A new report claims an opening of Windows 9 codenamed “Threshold” and the release of Windows 8.1 Update 1 are expected at Build 2014.
Microsoft will give the first glimpse version of Windows 9 — codenamed “Threshold” — during the Build 2014 developer conference, which will take place from April 2 to 4, in San Francisco, CA.
The news is coming from WinSupersite.com. Even though, there’s no confirmation from Redmond but considering the seriousness and reliability of the source, the news is almost a certainty. On stage at the Moscone Center in San Francisco, Microsoft may or may not release a developer preview of the Windows 9 release as the dev team has yet to decide which features to integrate, but a glimpse of the future of Windows ecosystem is expected. In any case, the consumer launch has already scheduled for April 2015.
Apart from this, the Build 2014 will be more important as Microsoft will release Windows 8.1 Update 1 and Windows Phone 8.1, which will give ample space to the conference for developers. In addition to Threshold, the beginning of the merger between Windows Phone and Windows RT is also in cards.

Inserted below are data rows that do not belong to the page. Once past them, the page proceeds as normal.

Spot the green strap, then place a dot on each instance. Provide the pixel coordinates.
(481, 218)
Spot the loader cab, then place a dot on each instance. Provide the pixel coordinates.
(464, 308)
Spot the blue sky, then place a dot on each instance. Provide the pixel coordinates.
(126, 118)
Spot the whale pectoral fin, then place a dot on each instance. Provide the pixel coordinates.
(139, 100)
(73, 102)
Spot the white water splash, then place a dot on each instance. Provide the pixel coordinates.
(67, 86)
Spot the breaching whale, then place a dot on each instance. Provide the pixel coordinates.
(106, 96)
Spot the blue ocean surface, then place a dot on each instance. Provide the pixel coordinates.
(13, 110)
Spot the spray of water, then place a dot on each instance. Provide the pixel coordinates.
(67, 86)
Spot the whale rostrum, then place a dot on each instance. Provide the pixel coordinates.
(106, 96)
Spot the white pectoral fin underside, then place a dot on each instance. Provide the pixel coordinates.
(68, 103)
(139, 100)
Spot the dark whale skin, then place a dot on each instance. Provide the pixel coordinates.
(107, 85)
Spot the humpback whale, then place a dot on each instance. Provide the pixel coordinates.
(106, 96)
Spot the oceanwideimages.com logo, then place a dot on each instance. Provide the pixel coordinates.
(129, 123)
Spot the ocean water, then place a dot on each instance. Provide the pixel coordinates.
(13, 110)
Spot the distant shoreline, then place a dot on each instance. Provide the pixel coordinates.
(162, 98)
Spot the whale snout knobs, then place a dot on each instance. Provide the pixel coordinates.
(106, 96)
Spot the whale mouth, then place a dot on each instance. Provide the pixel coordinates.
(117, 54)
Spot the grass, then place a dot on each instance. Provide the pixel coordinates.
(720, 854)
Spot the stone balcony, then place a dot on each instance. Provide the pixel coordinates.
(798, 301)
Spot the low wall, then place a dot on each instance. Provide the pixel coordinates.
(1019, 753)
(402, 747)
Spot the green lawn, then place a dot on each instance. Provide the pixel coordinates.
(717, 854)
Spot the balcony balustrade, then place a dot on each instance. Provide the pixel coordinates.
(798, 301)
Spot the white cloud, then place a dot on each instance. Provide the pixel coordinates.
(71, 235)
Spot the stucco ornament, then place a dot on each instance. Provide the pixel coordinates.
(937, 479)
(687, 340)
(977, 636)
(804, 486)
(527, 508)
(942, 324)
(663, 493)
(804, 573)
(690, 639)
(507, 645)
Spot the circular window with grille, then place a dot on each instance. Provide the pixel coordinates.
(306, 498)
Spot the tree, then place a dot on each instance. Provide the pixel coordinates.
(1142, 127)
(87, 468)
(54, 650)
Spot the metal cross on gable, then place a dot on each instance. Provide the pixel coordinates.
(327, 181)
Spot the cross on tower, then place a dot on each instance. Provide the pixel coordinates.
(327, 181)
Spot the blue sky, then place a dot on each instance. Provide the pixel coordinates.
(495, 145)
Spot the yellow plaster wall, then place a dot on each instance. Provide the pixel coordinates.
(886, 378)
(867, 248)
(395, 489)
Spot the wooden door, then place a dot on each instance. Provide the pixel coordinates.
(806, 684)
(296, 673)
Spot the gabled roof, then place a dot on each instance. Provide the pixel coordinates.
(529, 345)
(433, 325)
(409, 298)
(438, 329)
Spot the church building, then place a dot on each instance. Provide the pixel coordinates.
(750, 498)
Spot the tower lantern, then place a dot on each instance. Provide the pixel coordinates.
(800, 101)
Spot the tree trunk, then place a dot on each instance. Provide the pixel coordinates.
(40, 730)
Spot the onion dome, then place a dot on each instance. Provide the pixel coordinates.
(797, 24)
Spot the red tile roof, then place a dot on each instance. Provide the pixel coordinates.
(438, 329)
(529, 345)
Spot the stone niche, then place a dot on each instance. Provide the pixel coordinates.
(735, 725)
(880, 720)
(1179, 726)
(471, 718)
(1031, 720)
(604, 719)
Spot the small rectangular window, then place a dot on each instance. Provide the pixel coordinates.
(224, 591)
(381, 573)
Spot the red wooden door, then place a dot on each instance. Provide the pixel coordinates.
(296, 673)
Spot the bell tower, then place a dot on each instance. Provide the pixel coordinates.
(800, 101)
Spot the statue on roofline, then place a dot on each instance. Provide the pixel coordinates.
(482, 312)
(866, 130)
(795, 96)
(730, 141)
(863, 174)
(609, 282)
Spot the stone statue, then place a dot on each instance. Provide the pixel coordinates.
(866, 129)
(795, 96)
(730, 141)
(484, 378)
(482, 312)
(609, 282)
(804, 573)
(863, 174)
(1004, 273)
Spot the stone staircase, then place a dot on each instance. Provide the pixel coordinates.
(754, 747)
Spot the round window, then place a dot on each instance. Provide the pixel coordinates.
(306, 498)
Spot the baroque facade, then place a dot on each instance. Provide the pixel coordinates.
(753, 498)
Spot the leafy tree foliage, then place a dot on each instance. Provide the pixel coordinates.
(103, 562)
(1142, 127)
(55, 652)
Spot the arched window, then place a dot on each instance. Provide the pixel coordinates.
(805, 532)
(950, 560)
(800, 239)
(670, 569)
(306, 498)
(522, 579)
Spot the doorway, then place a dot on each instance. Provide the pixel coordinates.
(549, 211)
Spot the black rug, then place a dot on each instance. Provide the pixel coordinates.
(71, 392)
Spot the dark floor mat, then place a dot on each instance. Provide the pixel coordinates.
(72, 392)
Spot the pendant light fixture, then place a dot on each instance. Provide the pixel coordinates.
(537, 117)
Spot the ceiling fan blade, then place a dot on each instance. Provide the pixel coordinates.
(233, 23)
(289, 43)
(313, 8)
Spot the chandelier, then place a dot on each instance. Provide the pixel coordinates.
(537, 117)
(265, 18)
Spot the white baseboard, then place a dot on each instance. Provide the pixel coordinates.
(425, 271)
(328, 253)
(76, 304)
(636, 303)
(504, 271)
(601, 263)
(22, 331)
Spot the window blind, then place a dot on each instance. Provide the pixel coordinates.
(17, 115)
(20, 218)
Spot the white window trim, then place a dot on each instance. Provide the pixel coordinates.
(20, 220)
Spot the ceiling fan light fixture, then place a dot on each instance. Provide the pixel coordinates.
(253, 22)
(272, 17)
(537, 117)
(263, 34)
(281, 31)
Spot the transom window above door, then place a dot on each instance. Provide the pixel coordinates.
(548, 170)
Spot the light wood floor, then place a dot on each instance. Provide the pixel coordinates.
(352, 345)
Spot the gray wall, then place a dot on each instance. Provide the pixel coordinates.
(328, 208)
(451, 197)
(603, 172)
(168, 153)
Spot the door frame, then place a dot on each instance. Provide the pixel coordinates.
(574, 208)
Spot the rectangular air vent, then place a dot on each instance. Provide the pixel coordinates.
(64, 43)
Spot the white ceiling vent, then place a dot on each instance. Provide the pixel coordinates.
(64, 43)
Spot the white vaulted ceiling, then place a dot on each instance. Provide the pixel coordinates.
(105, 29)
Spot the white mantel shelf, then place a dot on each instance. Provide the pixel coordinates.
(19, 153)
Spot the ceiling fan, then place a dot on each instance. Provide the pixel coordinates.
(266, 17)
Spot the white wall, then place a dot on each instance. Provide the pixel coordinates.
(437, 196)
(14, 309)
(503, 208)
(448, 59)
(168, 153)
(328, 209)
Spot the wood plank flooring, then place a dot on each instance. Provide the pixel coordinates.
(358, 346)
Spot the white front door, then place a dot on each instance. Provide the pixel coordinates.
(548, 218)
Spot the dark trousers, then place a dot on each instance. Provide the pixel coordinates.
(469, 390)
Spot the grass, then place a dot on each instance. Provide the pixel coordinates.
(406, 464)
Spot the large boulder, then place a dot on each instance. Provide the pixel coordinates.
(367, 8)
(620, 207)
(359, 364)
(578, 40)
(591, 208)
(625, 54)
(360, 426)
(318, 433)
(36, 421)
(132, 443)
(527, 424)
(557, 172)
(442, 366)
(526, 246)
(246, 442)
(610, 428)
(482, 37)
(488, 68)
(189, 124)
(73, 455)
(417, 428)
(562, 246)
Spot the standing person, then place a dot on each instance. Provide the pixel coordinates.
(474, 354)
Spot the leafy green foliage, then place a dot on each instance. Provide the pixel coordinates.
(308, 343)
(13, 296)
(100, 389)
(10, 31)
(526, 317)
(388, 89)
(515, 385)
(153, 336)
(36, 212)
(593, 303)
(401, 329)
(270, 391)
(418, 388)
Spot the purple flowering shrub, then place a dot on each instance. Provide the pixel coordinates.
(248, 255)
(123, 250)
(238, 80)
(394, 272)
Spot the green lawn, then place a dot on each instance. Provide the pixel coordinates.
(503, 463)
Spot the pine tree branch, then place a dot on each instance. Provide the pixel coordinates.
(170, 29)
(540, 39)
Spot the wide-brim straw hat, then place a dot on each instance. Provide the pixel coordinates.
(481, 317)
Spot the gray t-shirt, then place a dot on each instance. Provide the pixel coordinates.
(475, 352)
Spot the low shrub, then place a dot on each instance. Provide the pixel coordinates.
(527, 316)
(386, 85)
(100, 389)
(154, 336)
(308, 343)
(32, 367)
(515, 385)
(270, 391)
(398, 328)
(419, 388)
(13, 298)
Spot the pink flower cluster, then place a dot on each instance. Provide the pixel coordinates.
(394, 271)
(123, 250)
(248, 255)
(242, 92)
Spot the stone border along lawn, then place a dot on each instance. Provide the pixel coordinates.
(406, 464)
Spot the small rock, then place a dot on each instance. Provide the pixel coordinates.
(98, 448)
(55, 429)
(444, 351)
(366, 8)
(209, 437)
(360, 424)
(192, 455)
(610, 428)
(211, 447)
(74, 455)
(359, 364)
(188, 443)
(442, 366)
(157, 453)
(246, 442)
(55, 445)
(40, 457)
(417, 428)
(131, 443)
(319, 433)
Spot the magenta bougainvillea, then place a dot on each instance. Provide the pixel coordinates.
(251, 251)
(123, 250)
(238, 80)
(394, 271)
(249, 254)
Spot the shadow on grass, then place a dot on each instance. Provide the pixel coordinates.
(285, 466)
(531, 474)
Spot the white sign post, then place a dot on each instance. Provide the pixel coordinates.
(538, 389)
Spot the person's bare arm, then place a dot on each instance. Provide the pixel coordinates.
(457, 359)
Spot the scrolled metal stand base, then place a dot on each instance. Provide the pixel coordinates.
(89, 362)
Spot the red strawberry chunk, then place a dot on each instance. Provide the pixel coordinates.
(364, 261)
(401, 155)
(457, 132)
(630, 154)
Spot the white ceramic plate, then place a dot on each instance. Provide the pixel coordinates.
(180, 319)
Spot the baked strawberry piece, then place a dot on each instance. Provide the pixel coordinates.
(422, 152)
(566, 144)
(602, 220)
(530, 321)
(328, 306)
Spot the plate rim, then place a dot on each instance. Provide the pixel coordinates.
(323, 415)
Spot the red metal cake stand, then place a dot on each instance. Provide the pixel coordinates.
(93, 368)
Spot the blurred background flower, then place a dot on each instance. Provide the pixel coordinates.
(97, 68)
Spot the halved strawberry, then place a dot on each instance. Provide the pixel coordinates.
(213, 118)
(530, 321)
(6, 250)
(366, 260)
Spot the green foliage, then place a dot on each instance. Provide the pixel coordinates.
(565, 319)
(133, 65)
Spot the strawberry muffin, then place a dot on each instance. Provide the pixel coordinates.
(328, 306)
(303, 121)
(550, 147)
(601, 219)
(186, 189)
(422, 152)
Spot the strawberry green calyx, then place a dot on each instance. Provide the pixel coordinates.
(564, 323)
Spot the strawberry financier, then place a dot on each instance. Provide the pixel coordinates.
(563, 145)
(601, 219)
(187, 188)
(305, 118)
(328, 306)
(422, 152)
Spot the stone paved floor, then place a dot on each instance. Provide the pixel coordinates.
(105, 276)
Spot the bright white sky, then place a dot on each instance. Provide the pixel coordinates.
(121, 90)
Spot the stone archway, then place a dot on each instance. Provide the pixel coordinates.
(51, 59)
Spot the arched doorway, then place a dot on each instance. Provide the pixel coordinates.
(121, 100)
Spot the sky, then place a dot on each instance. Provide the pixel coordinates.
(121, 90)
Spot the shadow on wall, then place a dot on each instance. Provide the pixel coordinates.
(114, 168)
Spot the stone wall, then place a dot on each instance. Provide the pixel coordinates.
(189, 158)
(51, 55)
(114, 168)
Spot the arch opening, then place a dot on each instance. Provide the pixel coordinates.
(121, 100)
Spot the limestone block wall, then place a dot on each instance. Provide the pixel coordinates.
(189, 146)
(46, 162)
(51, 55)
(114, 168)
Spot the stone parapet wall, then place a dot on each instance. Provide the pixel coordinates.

According to Paul Thurrott, “Threshold” will be called Windows 9 to “distance the company from the Windows 8 debacle,” because it seems destined to follow the footsteps of Windows Vista.
There would be no alpha version of Threshold for developers for one simple reason because the development has yet to be started. The software maker will update the user interface, developing “Metro 2.0” to eliminate all the flaws of Windows 8.x modern apps that will run inside a window in the desktop environment.
Maybe Start menu will return in Windows 9 – it’s also expected in Windows 8.1 Update 1 aka GDR, but questionable. Meanwhile, a screenshot has been leaked of the GDR and there is no sign of returning Start menu.
Before hitting the RTM version, there would be three “milestone” builds, but the details of moniker and distribution to the public is still a mystery.
The roadmap calls for the launch of Windows 9 in April 2015. This means that Windows 8 will be replaced after less than three years. Despite its good features and a free upgrade to Windows 8.1, the operating system didn’t have the expected success on the PC market (in crisis for nearly two years) and the mobile market (dominated by the iPad and Android tablets). Hence, more than a major release, Windows 9 will be a “Real” revolution.